[Python-Dev] RE: [Patches] [Patch #102915] xreadlines : readlines :: xrange : range

Tim Peters tim.one@home.com
Tue, 9 Jan 2001 02:35:09 -0500

> Are you sure Perl still uses stdio at all?

I've got solid answers now, but I'll paraphrase them anonymously to save the
bother of untangling multi-person email etiquette snarls:

+ Yes, Perl uses platform stdio.  Usually.  Yes on Windows anyway.

+ But Perl "cheats" on Windows (well, everywhere it can ...), as I've
explained in great detail half a dozen times over the years.  No reason to
retract any of that.

+ The cheating is not thread-safe.

+ The last stab at threads accessible from Perl was an experiment that got
dropped.  There are no user-muckable threads in std Perl builds.

+ But there is a notion of threads available at the C level.
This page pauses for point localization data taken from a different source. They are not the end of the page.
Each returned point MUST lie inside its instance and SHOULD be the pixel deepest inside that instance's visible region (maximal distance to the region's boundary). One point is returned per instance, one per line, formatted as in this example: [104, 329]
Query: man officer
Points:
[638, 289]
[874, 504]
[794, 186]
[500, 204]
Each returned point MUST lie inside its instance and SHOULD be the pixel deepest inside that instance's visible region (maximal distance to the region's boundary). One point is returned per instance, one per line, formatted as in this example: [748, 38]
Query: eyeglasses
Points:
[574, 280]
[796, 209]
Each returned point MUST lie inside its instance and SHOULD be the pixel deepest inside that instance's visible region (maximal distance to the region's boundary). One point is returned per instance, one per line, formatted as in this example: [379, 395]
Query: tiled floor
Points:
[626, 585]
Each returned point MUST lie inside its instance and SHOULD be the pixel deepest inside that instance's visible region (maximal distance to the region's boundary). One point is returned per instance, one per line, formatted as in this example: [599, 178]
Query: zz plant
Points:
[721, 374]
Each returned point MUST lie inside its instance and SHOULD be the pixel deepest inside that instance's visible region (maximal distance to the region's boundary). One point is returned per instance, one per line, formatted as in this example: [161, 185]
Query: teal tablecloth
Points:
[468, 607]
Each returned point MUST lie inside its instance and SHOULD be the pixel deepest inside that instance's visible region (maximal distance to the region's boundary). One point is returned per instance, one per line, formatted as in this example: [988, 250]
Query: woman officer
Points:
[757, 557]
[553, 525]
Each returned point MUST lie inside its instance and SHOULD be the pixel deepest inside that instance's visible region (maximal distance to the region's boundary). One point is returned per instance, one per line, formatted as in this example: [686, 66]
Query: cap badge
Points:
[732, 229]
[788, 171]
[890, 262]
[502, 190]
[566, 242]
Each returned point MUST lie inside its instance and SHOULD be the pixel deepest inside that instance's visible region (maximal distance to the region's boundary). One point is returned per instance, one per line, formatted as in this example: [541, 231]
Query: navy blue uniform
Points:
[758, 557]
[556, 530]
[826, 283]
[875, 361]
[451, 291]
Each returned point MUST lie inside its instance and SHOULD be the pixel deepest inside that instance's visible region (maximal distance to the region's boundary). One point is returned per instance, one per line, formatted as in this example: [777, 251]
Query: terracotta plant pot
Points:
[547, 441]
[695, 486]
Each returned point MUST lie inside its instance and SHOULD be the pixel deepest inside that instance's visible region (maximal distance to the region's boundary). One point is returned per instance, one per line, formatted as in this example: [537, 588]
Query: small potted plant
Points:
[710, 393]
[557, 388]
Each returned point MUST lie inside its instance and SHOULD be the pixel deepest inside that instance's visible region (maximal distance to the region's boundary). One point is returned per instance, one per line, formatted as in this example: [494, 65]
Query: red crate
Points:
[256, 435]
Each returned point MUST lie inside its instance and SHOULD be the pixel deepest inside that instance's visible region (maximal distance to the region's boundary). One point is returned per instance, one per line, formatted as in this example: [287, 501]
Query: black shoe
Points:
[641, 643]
+ This latter notion of threads is used to implement Perl's fork() on
Windows, so can be exploited to test Windows Perl thread safety without
writing a Perl extension module in C.

+ This Perl program (very much like the 2-threaded one I just posted for
Python) uses that trick:

sub counter {
    my $nc = 0;
    while (<FILE>) {
        $nc += length;
    print "num bytes seen = $nc\n";

open(FILE, "ga");
binmode FILE;


Under the covers, that really shares the FILE filehandle on Windows via
threads.  Running it multiple times yields multiple wild results; the number
of bytes seen by parent and child rarely sum to the number of bytes actually
in the input file ("ga").  The most common output for me is that one thread
sees the entire file, while the other sees "a lot" of it (since the Perl
inner loop registerizes its FILE* struct member shadows for as long as
possible, that's actually what I expected).

So the code is exactly as thread-unsafe as it looked.